Jorane : C’est jouissif de faire ce genre de choses : ça démontre notre force d’action. C’est incroyable de se dire qu’en quelques jours, on est capable de mobiliser vingt musiciens pour jouer l’Hymne à la joie devant la tour de TF1. En plus, ce type d’acte permet de toucher des personnes opposées à nos idées. Ça a d’ailleurs bien fonctionné : nos vidéos ont largement circulé, y compris dans la fachosphère.

Dante : La fenêtre d’Overton se déplace de plus en plus à droite. Le débat public est biaisé : on donne la parole à certaines personnes, on en fait taire d’autres. La parole n’est plus égalitaire. Notre action permet aussi de redonner une voix à la lutte antifasciste, dans un climat où cette voix est souvent étouffée.

Étienne Jarrier : Aujourd’hui, l’expression politique change complètement. Il y a un réel enjeu de renouvellement des luttes antifascistes : on veut absolument en faire partie. Je crois que c’est de cette manière qu’on peut redonner l’envie de lutter contre les fascistes.
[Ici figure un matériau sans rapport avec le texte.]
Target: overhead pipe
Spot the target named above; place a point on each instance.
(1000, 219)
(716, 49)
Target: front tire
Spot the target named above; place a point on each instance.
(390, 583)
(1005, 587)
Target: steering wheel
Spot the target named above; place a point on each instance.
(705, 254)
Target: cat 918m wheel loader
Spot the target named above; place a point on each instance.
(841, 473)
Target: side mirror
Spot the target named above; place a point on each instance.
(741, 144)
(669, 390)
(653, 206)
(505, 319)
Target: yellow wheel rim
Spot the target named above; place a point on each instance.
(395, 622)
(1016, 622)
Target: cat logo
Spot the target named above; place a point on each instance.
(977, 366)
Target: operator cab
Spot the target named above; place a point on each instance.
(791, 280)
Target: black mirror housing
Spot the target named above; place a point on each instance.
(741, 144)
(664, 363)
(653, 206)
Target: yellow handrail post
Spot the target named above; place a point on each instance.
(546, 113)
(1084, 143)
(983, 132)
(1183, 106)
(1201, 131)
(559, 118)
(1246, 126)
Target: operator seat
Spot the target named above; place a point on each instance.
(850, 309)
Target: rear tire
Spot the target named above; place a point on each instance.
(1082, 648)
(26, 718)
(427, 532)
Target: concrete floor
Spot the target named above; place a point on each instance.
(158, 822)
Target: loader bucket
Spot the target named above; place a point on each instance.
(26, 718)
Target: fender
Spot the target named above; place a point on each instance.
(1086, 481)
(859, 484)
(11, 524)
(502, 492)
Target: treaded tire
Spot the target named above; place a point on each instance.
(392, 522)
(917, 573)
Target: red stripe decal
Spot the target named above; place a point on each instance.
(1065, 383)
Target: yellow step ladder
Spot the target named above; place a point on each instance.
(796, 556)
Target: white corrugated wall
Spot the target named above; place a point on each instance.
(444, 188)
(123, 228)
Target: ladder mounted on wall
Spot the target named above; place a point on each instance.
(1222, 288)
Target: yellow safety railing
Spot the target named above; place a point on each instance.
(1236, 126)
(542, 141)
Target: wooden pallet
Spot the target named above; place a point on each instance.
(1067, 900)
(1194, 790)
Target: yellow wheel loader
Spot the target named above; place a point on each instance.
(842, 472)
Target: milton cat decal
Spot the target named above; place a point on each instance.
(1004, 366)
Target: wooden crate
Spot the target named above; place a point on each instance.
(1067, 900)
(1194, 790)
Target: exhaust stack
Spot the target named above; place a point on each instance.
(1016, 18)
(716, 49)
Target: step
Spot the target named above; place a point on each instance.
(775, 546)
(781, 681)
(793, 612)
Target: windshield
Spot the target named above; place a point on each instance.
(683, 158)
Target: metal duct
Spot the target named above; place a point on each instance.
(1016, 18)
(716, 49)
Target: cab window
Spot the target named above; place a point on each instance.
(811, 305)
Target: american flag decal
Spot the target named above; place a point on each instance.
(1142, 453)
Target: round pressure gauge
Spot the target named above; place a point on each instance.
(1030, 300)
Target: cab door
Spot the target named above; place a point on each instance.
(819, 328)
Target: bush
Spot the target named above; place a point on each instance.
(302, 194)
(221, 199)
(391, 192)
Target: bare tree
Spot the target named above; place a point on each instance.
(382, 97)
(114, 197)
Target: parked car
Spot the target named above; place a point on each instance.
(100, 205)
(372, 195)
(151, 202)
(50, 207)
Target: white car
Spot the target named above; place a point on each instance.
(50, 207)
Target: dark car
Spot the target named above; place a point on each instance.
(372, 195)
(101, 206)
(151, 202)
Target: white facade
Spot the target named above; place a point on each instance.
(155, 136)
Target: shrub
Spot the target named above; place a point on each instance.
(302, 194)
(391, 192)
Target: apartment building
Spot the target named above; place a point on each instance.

Vous parlez beaucoup du collectif et de la nécessité de repenser les rapports de pouvoir. Comment cela se traduit-il concrètement dans le fonctionnement de l’orchestre ?

Étienne Jarrier : Dans la plupart des orchestres, il y a une hiérarchie entre musiciens : certains sélectionnent, d’autres sont sélectionnés. En cassant ce mur-là, on crée des relations plus horizontales. Des liens d’amitié se tissent quand on abolit les barrières.

Jorane : On essaie d’introduire une notion d’horizontalité, même si ce n’est pas toujours simple. Pendant les répétitions, on prend un temps informel pour demander aux musiciens pourquoi ils s’engagent, ce qui leur tient à cœur, leur avis artistique. L’orchestre, pour nous, doit être coconstruit.

Étienne Cognet : Le collectif est aussi très féminisé. Même si notre chef d’orchestre est un homme, on est un des rares orchestres où tous nos chefs de pupitre sont des femmes. Néanmoins, ce n’est pas parce qu’on est l’Orchestre du Nouveau Monde que le patriarcat s’arrête à notre porte. Il faut toujours rester attentif.

Étienne Jarrier : Et c’est justement puisqu’on réfléchit au pouvoir à l’intérieur du groupe qu’on ne peut pas ignorer ce qui se passe autour. Aujourd’hui, les institutions politiques, culturelles, institutionnelles sont extrêmement opaques quant aux violences dans les milieux culturels. Les conservatoires protègent énormément les professeurs, alors que certains sont des personnes violentes physiquement ou psychiquement envers leurs étudiants. Pourtant, il n’y a personne dans le monde de la musique qui a une parole forte. On déplore le silence assourdissant des stars qui se taisent, parce qu’ils ont un contrat de disque, parce que leur ancien professeur leur a filé un tuyau. Il faut que ça change, même s’il faut que ça se fasse par des personnes qui ont à peine vingt ans et qui sont encore en études.